Huang Weijie, a garment producer, told SCMP, “New infrastructure investment and those emerging industries that have been strongly supported by authorities have nothing to do with us. In the past, the government encouraged private enterprises to get rich first and provide other people with employment and prosperity. Now, only state-back sectors have adequate liquidity and profits.”
During the first quarter of 2021, the average profits for MSEs were approximately 109,000 yuan (US$16,900). That was up from 105,000 yuan in the third quarter of 2020 but much lower than 124,000 yuan in the fourth quarter of 2020. That’s according to an online survey of MSEs conducted by Peking University’s Centre for Enterprise research.
In stark contrast, major industrial firms with annual revenues exceeding 20 million yuan experienced an increase in profits of an average of 83.4 percent during the first 5 months of 2021.
In June, Chinese Premier Li Keqiang issued a call-to-action to amend fiscal and monetary policies. He promised to focus on bolstering the real economy with an emphasis on supporting SMEs and other labor-intensive industries. But nothing has materialized in any significant way.
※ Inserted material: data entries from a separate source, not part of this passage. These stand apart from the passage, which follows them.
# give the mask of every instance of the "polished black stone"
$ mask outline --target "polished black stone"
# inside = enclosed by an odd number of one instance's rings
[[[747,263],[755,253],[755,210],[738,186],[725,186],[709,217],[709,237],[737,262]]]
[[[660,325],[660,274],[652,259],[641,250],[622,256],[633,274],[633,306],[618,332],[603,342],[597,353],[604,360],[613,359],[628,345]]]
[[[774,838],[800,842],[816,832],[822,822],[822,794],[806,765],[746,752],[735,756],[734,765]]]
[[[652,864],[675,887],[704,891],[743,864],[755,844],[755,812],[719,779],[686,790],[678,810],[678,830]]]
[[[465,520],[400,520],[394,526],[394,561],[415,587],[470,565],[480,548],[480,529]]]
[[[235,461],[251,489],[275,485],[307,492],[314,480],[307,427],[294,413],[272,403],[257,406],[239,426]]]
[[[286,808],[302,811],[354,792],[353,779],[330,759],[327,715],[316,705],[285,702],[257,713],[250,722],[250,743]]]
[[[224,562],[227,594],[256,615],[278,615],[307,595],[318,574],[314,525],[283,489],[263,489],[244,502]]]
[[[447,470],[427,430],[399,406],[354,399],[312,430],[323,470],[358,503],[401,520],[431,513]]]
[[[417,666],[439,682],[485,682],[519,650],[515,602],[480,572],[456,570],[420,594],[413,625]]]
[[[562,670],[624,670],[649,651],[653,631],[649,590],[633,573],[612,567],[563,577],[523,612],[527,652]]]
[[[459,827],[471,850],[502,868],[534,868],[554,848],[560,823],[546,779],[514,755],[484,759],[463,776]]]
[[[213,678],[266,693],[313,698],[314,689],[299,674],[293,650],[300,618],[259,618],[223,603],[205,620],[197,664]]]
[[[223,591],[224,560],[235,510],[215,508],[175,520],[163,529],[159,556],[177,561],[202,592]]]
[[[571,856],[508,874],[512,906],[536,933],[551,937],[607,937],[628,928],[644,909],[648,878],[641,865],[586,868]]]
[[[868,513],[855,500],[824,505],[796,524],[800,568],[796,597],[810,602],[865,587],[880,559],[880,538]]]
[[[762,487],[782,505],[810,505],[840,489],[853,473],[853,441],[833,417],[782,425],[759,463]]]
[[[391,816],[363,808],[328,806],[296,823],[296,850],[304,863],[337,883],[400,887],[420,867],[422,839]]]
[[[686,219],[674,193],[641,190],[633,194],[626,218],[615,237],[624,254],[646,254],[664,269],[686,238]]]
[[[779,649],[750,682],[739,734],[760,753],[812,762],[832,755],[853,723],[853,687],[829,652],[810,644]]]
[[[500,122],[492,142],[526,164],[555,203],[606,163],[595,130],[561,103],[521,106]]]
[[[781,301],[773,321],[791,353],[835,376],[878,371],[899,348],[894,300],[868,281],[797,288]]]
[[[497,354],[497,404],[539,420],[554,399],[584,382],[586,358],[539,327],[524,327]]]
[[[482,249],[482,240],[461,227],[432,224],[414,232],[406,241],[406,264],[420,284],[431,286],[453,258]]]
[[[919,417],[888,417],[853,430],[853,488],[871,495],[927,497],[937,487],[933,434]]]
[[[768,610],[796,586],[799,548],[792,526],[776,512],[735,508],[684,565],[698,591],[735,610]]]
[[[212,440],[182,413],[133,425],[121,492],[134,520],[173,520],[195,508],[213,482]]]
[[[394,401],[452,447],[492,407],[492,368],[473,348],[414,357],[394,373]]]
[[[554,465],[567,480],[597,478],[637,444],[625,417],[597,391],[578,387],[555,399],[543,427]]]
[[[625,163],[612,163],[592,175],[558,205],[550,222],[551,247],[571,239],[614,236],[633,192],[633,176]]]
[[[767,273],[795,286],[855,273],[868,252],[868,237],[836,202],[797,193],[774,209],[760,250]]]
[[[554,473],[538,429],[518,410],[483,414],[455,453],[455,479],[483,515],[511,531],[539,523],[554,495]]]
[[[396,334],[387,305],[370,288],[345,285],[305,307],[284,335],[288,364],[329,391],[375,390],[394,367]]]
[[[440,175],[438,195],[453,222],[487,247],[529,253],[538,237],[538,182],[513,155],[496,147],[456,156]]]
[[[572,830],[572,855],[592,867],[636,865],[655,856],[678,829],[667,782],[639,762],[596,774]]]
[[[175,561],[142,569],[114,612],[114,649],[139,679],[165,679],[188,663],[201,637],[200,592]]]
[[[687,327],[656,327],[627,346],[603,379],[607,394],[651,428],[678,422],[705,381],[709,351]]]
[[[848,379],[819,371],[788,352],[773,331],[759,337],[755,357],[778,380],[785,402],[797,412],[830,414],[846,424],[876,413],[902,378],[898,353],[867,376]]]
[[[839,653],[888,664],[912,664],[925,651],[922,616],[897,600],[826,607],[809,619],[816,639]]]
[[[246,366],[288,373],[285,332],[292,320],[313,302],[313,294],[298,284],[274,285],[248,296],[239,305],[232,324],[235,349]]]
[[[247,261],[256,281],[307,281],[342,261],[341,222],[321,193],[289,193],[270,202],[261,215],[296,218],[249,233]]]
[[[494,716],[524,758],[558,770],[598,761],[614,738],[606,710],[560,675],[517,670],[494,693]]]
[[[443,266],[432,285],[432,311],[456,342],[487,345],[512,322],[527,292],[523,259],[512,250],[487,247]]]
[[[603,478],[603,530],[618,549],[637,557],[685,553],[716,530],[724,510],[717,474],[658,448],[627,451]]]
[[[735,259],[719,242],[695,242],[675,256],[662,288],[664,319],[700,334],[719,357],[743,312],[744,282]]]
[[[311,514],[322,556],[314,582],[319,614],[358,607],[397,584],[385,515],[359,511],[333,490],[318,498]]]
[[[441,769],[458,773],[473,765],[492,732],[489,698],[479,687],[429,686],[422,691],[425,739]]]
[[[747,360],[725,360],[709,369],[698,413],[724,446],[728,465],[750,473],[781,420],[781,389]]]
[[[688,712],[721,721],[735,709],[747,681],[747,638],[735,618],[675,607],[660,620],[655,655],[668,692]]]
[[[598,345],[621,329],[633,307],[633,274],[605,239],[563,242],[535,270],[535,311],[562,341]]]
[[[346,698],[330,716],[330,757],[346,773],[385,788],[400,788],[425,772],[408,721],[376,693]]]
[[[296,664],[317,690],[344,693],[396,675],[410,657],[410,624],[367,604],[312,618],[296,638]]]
“This year, as part of the support to China’s legions of small taxpayers – including caterers, street vendors, travel agents and transport firms – the value-added tax (VAT) threshold will be raised from 100,000 yuan (US$15,400) to 150,000 yuan of monthly sales,” SCMP reported.
While amending the threshold for the VAT lightens the tax burden on SMEs, this initiative appears to have done little to bring back consumers.
China must remove lock-down measures and Beijing must take real, meaningful action. If action isn’t taken, the communist regime will continue to shed the foundations of its economy. Most assume it will result in the further degradation of the circumstances under which millions of Chinese live.